Тут Фотинья соскочила с ложа.
– Кто ж как не Агафоклия тебе наврала, будто дара у меня нет?
– сощурилась она.
– Лжа, и только! Помнишь, как тебя потянуло на наш вьюнец?
– Какой… вьюнец?
– спросила Евфимия.
– Ну, хоровод с песнями. Это я на опушке тебе внушила. А как амма Гнева не наказала меня? Посулила, да позабыла. Это я так захотела. Не сразу нашла в себе дар внушения. Истязала и дух, и плоть, чтобы вытянуть его и взлелеять. Попробуй-ка день-деньской глядеть на одну вещицу! Повесишь перед собой еловую шишку и… А, да что!
– махнула рукою лесная дива.
– Главное сейчас, в тебя вернуть силы. Притом блюсти мерность в пище, не нарутить здоровью. При побеге уложу на пол охранышей за дверьми, Софрю с Ельчей. Пусть дрыхнут, пока мы зададим лататы. А допрежь того входи в тело. Велю Асфане поспешать с естьём.
– Какой Асфане?
– удивилась боярышня.
– Мне услуживает татарка Дзедзе.
– Какая ещё Дзедзе?
– в свою очередь удивилась Фотинья.
– «Дзе, дзе» по-татарски «да, да», «ладно, ладно». Её зовут Асфана.
– Не разумею татарский, - смутилась Евфимия.
– Тебе он ведом?
– Ещё бы!
– Дева опечалила свой весёлый лик.
– Родилась, выросла в Орде. Родителей-полонянников потеряла в мор. Нищенствовала на паперти русской церкви.
Боярышня с большой натугой поднялась, взяла за руки сестру лесную, расцеловала в обе щеки.
– Господь воздаст тебе, Фотиньюшка, спасительница моя!
Дева оправила слипшиеся пряди на висках заточницы.
– Поверила в меня, голубка. Вот и славно! Возьмёмся за лекарство. Тем временем князья, наши враги, я мыслю, ещё не возвратятся из похода. Большую силу шлёт на них Василиус. Они в нём ещё видят удельного коломенца, а он великий князь Московский. Чем разрешится рать?

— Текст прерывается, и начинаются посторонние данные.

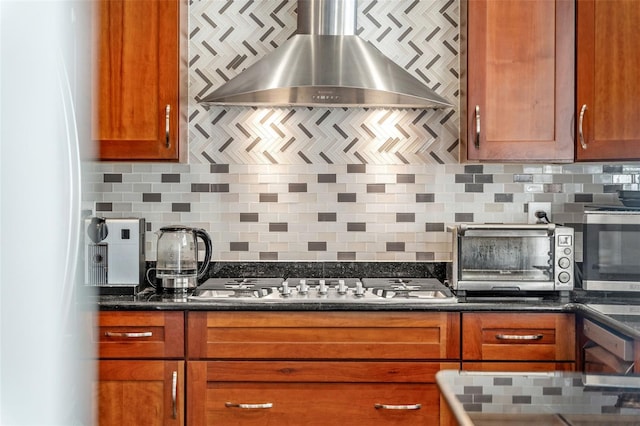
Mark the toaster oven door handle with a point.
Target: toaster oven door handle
(519, 336)
(128, 335)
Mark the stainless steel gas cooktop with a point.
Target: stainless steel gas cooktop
(327, 290)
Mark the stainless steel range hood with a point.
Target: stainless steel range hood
(326, 64)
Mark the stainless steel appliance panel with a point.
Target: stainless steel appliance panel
(611, 249)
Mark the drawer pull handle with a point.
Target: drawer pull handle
(519, 337)
(580, 133)
(167, 118)
(398, 407)
(128, 335)
(477, 139)
(174, 394)
(249, 406)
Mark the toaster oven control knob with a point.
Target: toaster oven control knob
(564, 262)
(286, 290)
(564, 277)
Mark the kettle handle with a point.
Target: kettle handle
(204, 236)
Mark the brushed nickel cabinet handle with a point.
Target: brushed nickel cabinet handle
(174, 395)
(477, 141)
(519, 337)
(128, 335)
(398, 407)
(167, 122)
(580, 132)
(249, 406)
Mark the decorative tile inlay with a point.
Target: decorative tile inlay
(421, 36)
(322, 184)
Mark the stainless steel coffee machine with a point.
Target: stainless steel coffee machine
(114, 253)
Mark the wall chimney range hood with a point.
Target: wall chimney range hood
(326, 64)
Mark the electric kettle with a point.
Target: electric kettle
(177, 263)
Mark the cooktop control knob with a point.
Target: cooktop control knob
(286, 290)
(564, 262)
(304, 287)
(342, 287)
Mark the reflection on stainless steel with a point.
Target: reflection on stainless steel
(332, 290)
(326, 64)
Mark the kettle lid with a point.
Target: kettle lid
(177, 228)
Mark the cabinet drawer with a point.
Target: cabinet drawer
(139, 335)
(220, 395)
(323, 335)
(518, 337)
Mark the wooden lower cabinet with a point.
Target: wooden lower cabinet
(319, 368)
(315, 393)
(141, 368)
(518, 341)
(137, 392)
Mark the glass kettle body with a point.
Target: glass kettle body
(177, 262)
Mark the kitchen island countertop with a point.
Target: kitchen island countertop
(554, 398)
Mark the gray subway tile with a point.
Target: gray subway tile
(346, 255)
(376, 187)
(483, 178)
(434, 227)
(405, 217)
(327, 217)
(464, 217)
(239, 246)
(406, 178)
(425, 198)
(473, 168)
(104, 207)
(346, 197)
(219, 168)
(170, 178)
(473, 187)
(327, 178)
(151, 197)
(395, 246)
(112, 178)
(317, 246)
(219, 187)
(503, 198)
(266, 197)
(297, 187)
(356, 168)
(181, 207)
(278, 227)
(356, 226)
(268, 255)
(200, 187)
(249, 217)
(463, 178)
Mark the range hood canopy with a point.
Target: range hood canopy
(326, 64)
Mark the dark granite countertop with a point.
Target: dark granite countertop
(149, 300)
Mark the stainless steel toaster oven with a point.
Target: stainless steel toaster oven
(512, 257)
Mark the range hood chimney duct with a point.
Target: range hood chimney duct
(326, 64)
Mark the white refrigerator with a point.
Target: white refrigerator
(45, 367)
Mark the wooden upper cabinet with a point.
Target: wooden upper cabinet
(137, 78)
(518, 80)
(608, 86)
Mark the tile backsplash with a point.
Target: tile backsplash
(322, 184)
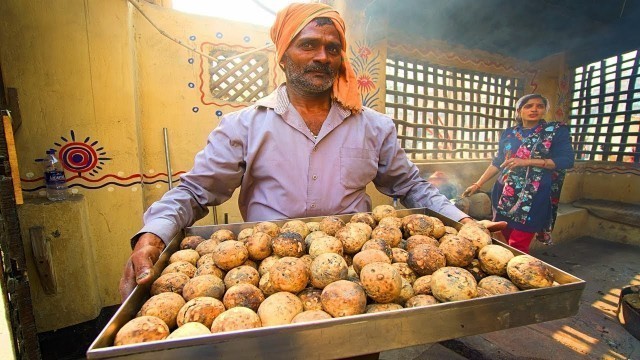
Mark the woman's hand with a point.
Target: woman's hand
(471, 190)
(139, 268)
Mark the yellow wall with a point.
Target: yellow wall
(97, 75)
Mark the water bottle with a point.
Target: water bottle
(54, 177)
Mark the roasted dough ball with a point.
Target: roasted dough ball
(242, 274)
(399, 255)
(141, 329)
(169, 282)
(420, 300)
(187, 255)
(229, 254)
(288, 244)
(289, 274)
(391, 221)
(246, 295)
(478, 234)
(422, 285)
(325, 244)
(310, 316)
(313, 226)
(494, 259)
(258, 246)
(374, 308)
(438, 227)
(417, 224)
(312, 236)
(327, 268)
(223, 235)
(405, 271)
(189, 330)
(365, 218)
(237, 318)
(415, 240)
(207, 247)
(297, 226)
(458, 251)
(204, 285)
(182, 267)
(244, 234)
(201, 309)
(191, 242)
(279, 309)
(527, 272)
(164, 306)
(378, 244)
(267, 227)
(391, 235)
(310, 298)
(352, 236)
(497, 285)
(266, 286)
(343, 298)
(209, 268)
(452, 284)
(331, 224)
(406, 292)
(425, 259)
(382, 211)
(381, 282)
(367, 257)
(266, 264)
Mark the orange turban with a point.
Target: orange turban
(288, 24)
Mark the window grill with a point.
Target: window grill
(605, 110)
(238, 80)
(448, 113)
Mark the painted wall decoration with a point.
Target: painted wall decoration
(366, 66)
(83, 160)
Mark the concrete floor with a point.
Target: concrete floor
(594, 333)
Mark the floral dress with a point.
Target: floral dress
(527, 197)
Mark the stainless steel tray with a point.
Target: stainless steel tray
(347, 336)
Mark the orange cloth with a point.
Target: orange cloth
(291, 20)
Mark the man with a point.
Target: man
(308, 149)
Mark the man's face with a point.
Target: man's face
(312, 61)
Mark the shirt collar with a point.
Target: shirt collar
(278, 100)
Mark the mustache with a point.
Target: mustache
(319, 68)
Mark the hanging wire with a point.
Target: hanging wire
(181, 43)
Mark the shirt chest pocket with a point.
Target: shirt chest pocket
(358, 166)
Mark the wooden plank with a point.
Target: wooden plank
(43, 259)
(13, 159)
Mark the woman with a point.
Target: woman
(531, 162)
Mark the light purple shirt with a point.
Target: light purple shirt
(284, 172)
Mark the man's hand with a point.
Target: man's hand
(492, 226)
(139, 268)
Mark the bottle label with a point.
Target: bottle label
(54, 177)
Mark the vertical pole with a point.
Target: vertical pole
(167, 158)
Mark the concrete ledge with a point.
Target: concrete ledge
(616, 211)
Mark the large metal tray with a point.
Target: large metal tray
(347, 336)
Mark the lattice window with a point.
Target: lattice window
(448, 113)
(243, 79)
(605, 111)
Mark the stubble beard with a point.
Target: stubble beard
(296, 77)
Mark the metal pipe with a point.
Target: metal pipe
(167, 159)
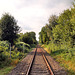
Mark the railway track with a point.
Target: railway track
(39, 64)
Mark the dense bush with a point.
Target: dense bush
(16, 53)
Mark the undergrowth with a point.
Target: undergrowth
(65, 57)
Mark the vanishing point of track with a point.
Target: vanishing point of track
(39, 64)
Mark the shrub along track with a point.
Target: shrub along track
(37, 62)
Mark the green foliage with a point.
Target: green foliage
(60, 31)
(20, 46)
(28, 37)
(8, 28)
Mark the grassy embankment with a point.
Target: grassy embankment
(65, 57)
(6, 68)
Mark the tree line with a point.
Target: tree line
(9, 31)
(60, 31)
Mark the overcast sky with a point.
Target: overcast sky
(32, 15)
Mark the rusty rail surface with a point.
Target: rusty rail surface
(46, 61)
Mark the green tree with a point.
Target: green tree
(9, 28)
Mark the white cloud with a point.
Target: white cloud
(32, 15)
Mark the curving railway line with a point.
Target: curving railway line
(39, 64)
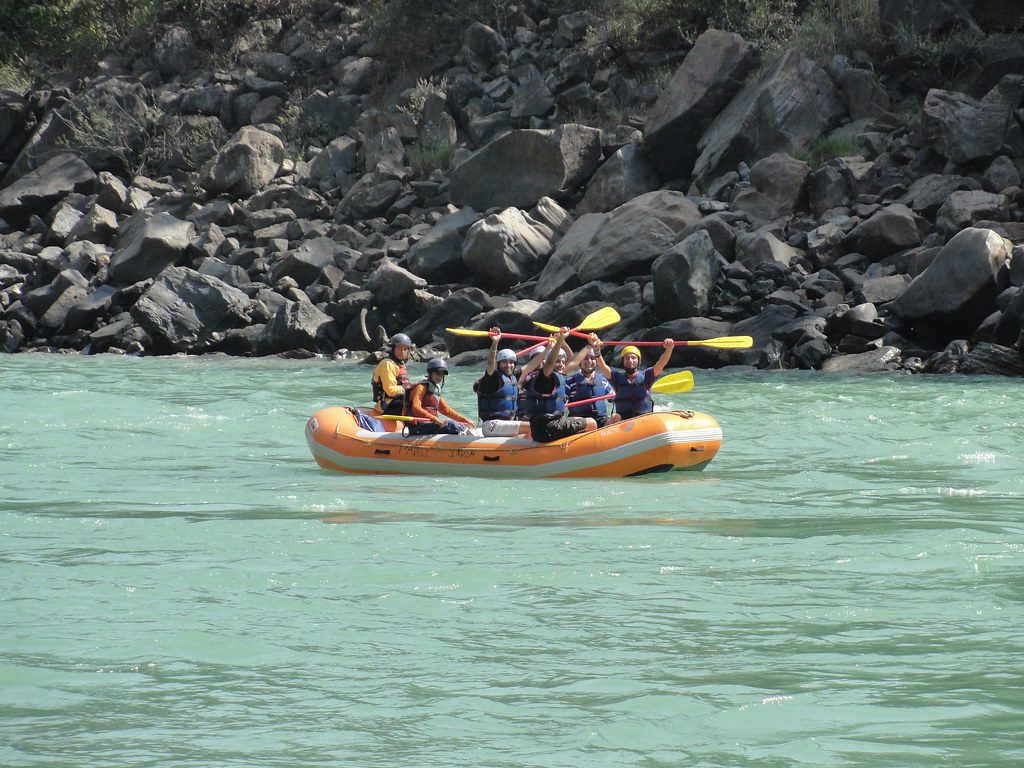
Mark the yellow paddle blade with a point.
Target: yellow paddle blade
(593, 322)
(601, 318)
(674, 383)
(724, 342)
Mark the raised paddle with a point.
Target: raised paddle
(603, 317)
(590, 400)
(722, 342)
(471, 332)
(674, 383)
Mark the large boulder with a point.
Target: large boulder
(245, 165)
(684, 278)
(636, 233)
(957, 290)
(793, 103)
(506, 248)
(711, 75)
(37, 192)
(146, 244)
(183, 308)
(390, 284)
(297, 325)
(962, 128)
(523, 166)
(776, 182)
(306, 263)
(561, 271)
(437, 255)
(892, 228)
(625, 175)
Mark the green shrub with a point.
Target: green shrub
(425, 160)
(824, 148)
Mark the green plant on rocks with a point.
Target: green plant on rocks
(426, 160)
(824, 148)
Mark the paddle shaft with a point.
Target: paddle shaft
(590, 400)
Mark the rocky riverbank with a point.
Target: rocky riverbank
(687, 210)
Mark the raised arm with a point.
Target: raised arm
(496, 336)
(664, 359)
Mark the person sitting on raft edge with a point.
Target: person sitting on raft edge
(424, 400)
(389, 380)
(545, 401)
(633, 386)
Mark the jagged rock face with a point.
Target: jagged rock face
(625, 175)
(636, 233)
(523, 166)
(684, 278)
(712, 74)
(245, 164)
(146, 244)
(182, 308)
(955, 292)
(794, 102)
(964, 129)
(38, 190)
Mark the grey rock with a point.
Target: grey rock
(708, 79)
(37, 192)
(962, 128)
(964, 208)
(950, 298)
(245, 164)
(183, 308)
(625, 175)
(390, 284)
(297, 325)
(519, 168)
(437, 256)
(146, 244)
(794, 102)
(684, 278)
(504, 249)
(884, 359)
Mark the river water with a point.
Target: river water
(182, 586)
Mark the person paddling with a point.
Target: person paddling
(633, 385)
(545, 400)
(591, 381)
(389, 380)
(498, 389)
(424, 400)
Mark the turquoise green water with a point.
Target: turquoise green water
(182, 586)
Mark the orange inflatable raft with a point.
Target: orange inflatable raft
(662, 441)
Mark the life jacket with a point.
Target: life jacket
(632, 397)
(548, 407)
(378, 387)
(430, 399)
(500, 404)
(579, 388)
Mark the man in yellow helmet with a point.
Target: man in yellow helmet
(633, 385)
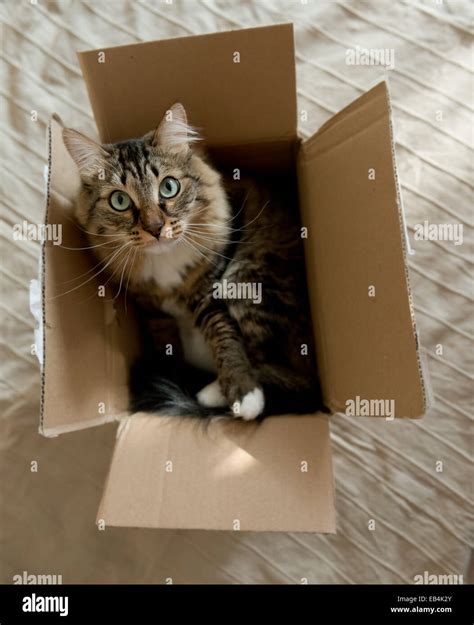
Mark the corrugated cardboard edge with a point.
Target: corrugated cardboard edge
(43, 282)
(419, 362)
(428, 397)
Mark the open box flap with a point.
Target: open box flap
(357, 271)
(84, 379)
(221, 474)
(237, 74)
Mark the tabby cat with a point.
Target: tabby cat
(222, 258)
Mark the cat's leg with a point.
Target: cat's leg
(237, 381)
(212, 396)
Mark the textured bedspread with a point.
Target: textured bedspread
(385, 472)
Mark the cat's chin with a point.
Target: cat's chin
(159, 247)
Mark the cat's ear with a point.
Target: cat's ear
(174, 133)
(88, 155)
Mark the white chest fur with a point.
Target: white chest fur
(196, 351)
(166, 266)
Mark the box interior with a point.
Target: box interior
(229, 470)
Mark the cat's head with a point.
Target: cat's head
(151, 192)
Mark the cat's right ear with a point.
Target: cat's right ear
(88, 155)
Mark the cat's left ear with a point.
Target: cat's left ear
(174, 133)
(88, 155)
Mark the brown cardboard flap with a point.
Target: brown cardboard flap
(85, 374)
(366, 336)
(131, 86)
(221, 474)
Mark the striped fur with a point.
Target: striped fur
(179, 256)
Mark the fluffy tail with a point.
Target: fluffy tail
(171, 391)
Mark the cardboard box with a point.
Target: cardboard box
(230, 474)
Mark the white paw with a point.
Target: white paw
(212, 396)
(251, 405)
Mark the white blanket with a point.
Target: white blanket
(412, 479)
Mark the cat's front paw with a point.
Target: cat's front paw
(250, 406)
(212, 396)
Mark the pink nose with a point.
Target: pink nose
(153, 226)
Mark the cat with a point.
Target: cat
(224, 258)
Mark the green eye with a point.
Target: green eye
(120, 201)
(169, 187)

Боярышня, опершись на её руку, устало прилегла на одр.
– Я разумею, не его победой, - тихо молвила она.
– Воевода Патрикеич стар. А Юрьичам отец прислал пособ.
– Нам всё едино, ба-а-рышня, - прижалась к ней горячею щекою Тинка.
– Успеть бы на ноги тебя поднять. Пусть их дерутся. Наш путь не на Москву, а в Нивны. В жилище ведьм!
3
Евфимия выздоравливала в ненастье, а когда выздоровела и подошла к окну, утреннее солнце залило лож-ню золотом. Фотинья жмурилась у приоткрытой оконницы и, вскинув указательный перст, вслушивалась невесть во что.
– Тишине внимаешь?
– улыбнулась боярышня.
– Тс-с!
– шёпотом просвистела лесная дева.
– Улавливаю, что предрекает воронограй. Есть у аммы Гневы книга такая гадальная. Грядущее открывается по крику ворон.
– Что же тебе вороны награяли?
– продолжала усмехаться боярышня.
Лик же её спасительницы оставался строгим.
– Преграды накануне пути!
Евфимия так и села на одре, уронив руки долу.
– Чёрные светлого не накличут!
Её побег был решён. Хотя подробностей предстоящего Фотинья не знала до времени. Иван Котов, боярин Шемяки, думал-продумывал важные мелочи. Тинка ждала его последнего слова, чтоб всё боярышне сообщить потонку.
– Асфану вот-вот жду с ответом, - сжимала она ладонь в ладони.
– Асфану?
– перепугалась Евфимия.
– Преданную ясырку Васёныша?
– Ха!
– отмахнулась Фотинья.
– Ясырка, да не преданная. Ты в толк не возьмёшь, кто она такая.
– Присев рядком, многознайка продолжила: - Асфана - главная жена любимца Улу-Махмета, молодого ордынского воеводы, Ханифа. Она ласково зовёт его «Канафи». Отец царского батыра, стало быть, её свёкор, состоял беклярибеком в Орде, ба-а-альшим начальником! Асфану похитили люди Улумахметова брата Кичи-Ахмета. Между братьями свара за царский стол. А похищенницу привезли по Волге на Русь и продали костромским князьям. Так что Асфана душой с нами!